Contigs or Scaffolds:Select files that contain reads or assembled sequences.

Figure 4. Prodigal wizard: input page.

Configuration

  • Closed Ends:Force genes to have start and stop codon, partial genes are not reported.
  • Genetic Code:Specify a translation table to use. "auto" will try 11 and then 4 automatically, otherwise the selected genetic code (1-25) will be used.
  • Treat Runs of N as Masked Sequence:Tells Prodigal not to build genes around sequences of Ns.
  • Bypass Shine-Dalgarno Trainer:Bypass Shine-Dalgarno trainer and force a full motif scan.

Figure 5. Prodigal wizard: configuration page.

Output

  • Nucleotide Fasta:Select a file location for the genes multi fasta output.
  • Amino-Acid Fasta:Select a file location for the protein sequences multi fasta output.
  • GFF: Select a file location to save the gene feature format file.

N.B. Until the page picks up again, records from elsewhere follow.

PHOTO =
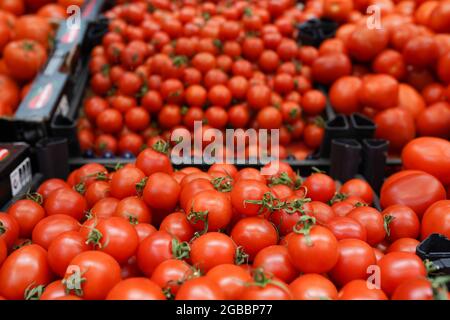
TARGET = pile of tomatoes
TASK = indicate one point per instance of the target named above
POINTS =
(27, 28)
(147, 231)
(392, 65)
(230, 64)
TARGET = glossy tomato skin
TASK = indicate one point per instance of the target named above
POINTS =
(136, 289)
(359, 290)
(400, 188)
(101, 273)
(27, 213)
(355, 256)
(51, 227)
(66, 201)
(170, 273)
(201, 288)
(25, 267)
(9, 229)
(429, 154)
(275, 260)
(313, 286)
(404, 222)
(397, 267)
(63, 249)
(253, 235)
(436, 219)
(230, 278)
(317, 254)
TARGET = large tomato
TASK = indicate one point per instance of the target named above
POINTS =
(401, 188)
(313, 287)
(25, 268)
(397, 267)
(51, 227)
(136, 289)
(429, 154)
(436, 219)
(92, 274)
(24, 58)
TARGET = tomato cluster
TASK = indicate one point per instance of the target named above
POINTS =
(392, 65)
(227, 64)
(147, 231)
(26, 37)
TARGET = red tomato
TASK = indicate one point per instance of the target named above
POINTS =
(436, 219)
(400, 222)
(431, 155)
(312, 287)
(24, 268)
(400, 189)
(355, 256)
(27, 213)
(51, 227)
(136, 289)
(397, 267)
(95, 272)
(63, 249)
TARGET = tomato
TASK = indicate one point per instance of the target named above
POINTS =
(379, 91)
(390, 62)
(253, 235)
(27, 213)
(66, 202)
(270, 289)
(24, 58)
(275, 260)
(355, 256)
(124, 182)
(358, 188)
(320, 187)
(330, 67)
(157, 248)
(202, 288)
(401, 222)
(136, 289)
(209, 210)
(430, 155)
(365, 43)
(397, 267)
(360, 290)
(312, 287)
(415, 289)
(343, 94)
(204, 250)
(9, 229)
(133, 209)
(63, 249)
(372, 220)
(395, 125)
(95, 272)
(51, 227)
(403, 245)
(24, 268)
(347, 228)
(115, 236)
(105, 208)
(151, 161)
(160, 197)
(230, 278)
(399, 189)
(436, 219)
(169, 274)
(177, 224)
(315, 242)
(245, 190)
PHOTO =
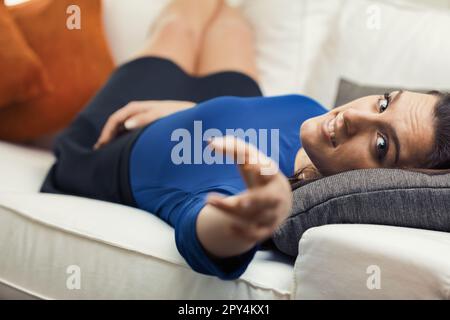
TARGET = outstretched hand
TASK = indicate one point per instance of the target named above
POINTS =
(258, 211)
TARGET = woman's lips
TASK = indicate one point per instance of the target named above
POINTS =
(328, 130)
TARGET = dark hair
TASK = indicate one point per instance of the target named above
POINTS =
(440, 156)
(438, 160)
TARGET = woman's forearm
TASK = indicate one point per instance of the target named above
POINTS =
(216, 236)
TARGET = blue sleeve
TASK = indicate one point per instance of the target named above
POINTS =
(196, 256)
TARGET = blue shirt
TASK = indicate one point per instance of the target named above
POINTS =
(172, 172)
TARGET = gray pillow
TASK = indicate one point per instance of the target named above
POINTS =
(371, 196)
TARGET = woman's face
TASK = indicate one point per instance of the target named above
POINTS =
(388, 131)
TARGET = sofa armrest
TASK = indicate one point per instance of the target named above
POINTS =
(372, 262)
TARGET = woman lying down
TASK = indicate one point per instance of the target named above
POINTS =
(183, 132)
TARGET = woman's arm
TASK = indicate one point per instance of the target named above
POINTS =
(233, 225)
(138, 114)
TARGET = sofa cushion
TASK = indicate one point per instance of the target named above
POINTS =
(370, 196)
(392, 43)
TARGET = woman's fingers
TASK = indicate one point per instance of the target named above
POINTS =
(255, 167)
(117, 121)
(252, 208)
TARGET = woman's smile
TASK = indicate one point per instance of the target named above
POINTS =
(328, 129)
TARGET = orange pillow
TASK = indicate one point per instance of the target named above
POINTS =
(22, 73)
(78, 63)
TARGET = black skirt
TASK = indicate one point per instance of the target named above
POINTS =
(103, 174)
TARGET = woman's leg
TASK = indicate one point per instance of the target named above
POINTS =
(177, 33)
(228, 45)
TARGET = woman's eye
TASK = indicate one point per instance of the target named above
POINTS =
(381, 147)
(383, 104)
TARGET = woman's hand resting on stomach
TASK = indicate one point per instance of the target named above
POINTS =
(229, 226)
(138, 114)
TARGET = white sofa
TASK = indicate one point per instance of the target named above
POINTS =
(54, 247)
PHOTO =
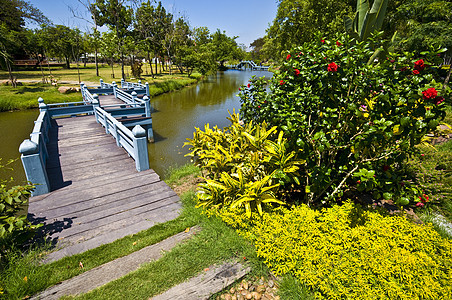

Figure 6. Prodigal wizard: output page.

References

  • Hyatt D., Chen GL., Locascio PF., Land ML., Larimer FW. and Hauser LJ. (2010). Prodigal: prokaryotic gene recognition and translation initiation site identification. BMC bioinformatics, 11, 119.
  • Hyatt D., LoCascio PF., Hauser LJ. and Uberbacher EC. (2012). Gene and translation initiation site prediction in metagenomic sequences. Bioinformatics (Oxford, England), 28(17), 2223-30.
  • Trimble WL., Keegan KP., D'Souza M., Wilke A., Wilkening J., Gilbert J. and Meyer F. (2012). Short-read reading-frame predictors are not created equal: sequence error causes loss of signal. BMC bioinformatics, 13, 183.